Exposição em SP Celebra a História e Arte da Joalheria Afro-Brasileira

Crédito: agenciabrasil.ebc.com.br

A exposição Ònà Irin: caminho de ferro, em cartaz no Sesc Belenzinho, em São Paulo, apresenta 22 obras da artista baiana Nádia Taquary, que homenageiam o orixá Ogum, o feminino e o sagrado perpetuado por mulheres. A mostra tem como ponto de partida os balangandãs, peças adornadas com pingentes que representam elementos do cristianismo e religiões de matriz africana, usados por mulheres negras.

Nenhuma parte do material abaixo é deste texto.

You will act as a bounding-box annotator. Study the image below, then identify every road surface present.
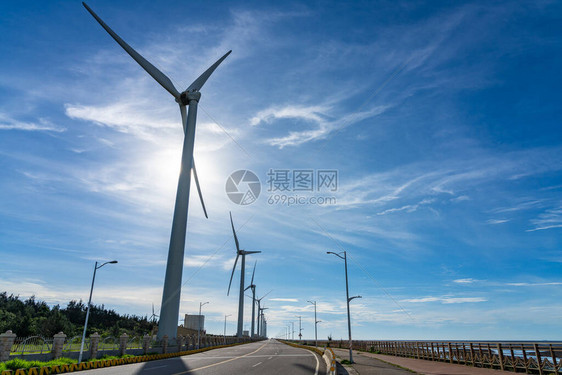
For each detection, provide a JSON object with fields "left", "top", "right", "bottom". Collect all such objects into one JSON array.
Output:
[{"left": 82, "top": 340, "right": 326, "bottom": 375}]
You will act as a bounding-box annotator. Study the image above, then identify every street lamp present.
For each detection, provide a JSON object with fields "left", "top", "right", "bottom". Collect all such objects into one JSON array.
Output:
[
  {"left": 295, "top": 315, "right": 302, "bottom": 341},
  {"left": 307, "top": 301, "right": 319, "bottom": 347},
  {"left": 78, "top": 260, "right": 117, "bottom": 363},
  {"left": 326, "top": 251, "right": 361, "bottom": 363},
  {"left": 222, "top": 314, "right": 232, "bottom": 345},
  {"left": 197, "top": 302, "right": 209, "bottom": 349}
]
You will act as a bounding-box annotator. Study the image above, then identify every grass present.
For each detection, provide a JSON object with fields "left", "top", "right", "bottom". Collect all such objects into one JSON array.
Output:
[
  {"left": 0, "top": 358, "right": 76, "bottom": 371},
  {"left": 0, "top": 343, "right": 246, "bottom": 372}
]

Taquary explora a história dos balangandãs, relacionados ao pecúlio, uma estratégia utilizada por pessoas escravizadas para acumular recursos visando à alforria. Autorizados por seus senhores, eles somavam doações, legados e heranças, podendo, inclusive, ajudar outros escravizados. A artista enfatiza que os balangandãs eram mais do que acessórios, representando uma forma de economia pessoal em um contexto de opressão.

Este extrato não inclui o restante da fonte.